De cette parenthèse inédite, il ne reste plus guère que des pistes cyclables au succès discuté et quelques masques obstinément portés sous le nez. Même le souci des plus fragiles d’entre nous a retrouvé son rang d’accessoire. Le monde et l’Histoire se sont bien rattrapés, ils ont repris leur marche dans un fracas inégalé. L’Europe des mobilités douces s’est heurtée aux bombes à la tonne. Le monde d’après n’était pas le même pour Poutine – bien sûr. Difficile aujourd’hui d’éviter l’amertume au souvenir des scenarios d’hier. Ils semblent grotesques au regard des défis rencontrés ensuite, face au vacarme brutal de ceux qui ont fait main basse sur nos jours. Était-ce un loisir coupablement naïf d’Occidentaux pérorant, un kéfir à la main, sur la reconnexion à la nature pendant que d’autres massaient leurs fantassins ? Ce serait, déjà, croire que l’engouement pour ce « monde d’après » était exempt de lucidité sur notre promptitude prévisible à en retrouver la marche ordinaire.

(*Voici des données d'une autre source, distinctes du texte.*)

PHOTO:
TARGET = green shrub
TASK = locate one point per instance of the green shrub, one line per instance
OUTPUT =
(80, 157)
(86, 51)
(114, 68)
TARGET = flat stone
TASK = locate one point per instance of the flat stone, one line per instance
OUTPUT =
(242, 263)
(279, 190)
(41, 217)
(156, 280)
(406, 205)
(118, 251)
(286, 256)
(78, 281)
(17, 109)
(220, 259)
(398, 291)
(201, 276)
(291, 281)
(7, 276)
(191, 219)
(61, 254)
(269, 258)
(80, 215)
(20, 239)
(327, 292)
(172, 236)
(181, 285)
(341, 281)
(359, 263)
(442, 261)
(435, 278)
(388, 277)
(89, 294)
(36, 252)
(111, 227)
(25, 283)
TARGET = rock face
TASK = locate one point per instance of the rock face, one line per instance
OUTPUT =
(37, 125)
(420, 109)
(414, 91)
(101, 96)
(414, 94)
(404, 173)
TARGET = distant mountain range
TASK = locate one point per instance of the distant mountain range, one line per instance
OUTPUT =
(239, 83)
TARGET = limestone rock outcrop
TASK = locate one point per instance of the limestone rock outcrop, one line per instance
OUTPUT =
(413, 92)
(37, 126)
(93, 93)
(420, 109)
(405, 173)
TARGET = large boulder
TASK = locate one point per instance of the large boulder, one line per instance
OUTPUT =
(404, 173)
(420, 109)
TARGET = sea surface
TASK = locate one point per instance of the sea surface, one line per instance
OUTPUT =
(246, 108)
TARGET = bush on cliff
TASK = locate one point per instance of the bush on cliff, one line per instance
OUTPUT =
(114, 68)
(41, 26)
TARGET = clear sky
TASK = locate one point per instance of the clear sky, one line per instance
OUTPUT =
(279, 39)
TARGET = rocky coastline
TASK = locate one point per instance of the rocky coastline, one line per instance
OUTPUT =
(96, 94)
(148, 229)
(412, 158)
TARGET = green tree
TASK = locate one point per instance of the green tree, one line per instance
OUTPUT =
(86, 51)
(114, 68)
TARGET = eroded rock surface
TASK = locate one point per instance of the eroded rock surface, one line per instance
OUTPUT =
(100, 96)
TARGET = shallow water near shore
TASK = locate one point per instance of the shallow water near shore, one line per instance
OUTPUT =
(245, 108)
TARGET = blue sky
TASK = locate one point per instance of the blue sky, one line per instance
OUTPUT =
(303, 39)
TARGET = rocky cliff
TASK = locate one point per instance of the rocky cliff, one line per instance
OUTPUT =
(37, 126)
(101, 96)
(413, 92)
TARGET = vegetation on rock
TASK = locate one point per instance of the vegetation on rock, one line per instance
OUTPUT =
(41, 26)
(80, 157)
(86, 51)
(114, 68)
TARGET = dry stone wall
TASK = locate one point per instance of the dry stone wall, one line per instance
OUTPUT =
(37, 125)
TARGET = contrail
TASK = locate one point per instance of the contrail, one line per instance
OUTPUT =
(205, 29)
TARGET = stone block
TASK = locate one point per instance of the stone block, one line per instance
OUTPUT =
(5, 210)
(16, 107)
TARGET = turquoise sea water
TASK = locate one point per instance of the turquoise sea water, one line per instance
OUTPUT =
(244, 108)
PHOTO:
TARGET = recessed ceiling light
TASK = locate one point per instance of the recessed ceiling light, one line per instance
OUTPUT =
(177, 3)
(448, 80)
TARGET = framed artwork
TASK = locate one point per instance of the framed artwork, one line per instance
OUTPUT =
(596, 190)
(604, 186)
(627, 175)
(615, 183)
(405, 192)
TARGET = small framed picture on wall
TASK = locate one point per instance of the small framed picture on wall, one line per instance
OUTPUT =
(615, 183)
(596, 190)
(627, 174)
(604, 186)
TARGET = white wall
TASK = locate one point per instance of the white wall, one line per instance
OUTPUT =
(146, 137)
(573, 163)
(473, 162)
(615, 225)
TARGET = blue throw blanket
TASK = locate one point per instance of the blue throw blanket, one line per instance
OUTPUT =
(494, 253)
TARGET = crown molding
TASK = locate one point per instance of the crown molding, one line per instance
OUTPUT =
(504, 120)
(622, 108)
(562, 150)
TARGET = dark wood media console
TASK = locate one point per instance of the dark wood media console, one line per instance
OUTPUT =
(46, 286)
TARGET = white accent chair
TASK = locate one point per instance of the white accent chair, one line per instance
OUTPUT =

Mais il n’y a pas de honte à avoir tenté d’incarner un temps l’espérance, à avoir manifesté l’espace de deux tous petits mois les aspirations qui pouvaient être les nôtres si le monde, par impossible, n’était pas celui qu’il est. Il n’y a rien à envier au réalisme supposé d’un Poutine. Rien à envier à la fascination productiviste d’un Trump, au transhumanisme de Musk, à leur brutalité inconséquente, à leur rythme insensé, licenciant par milliers pour réintégrer par centaines, imposant des droits de douane un jour pour les suspendre le lendemain, et recommencer un mois plus tard – jusqu’à rencontrer un jour leur propre mur des réalités.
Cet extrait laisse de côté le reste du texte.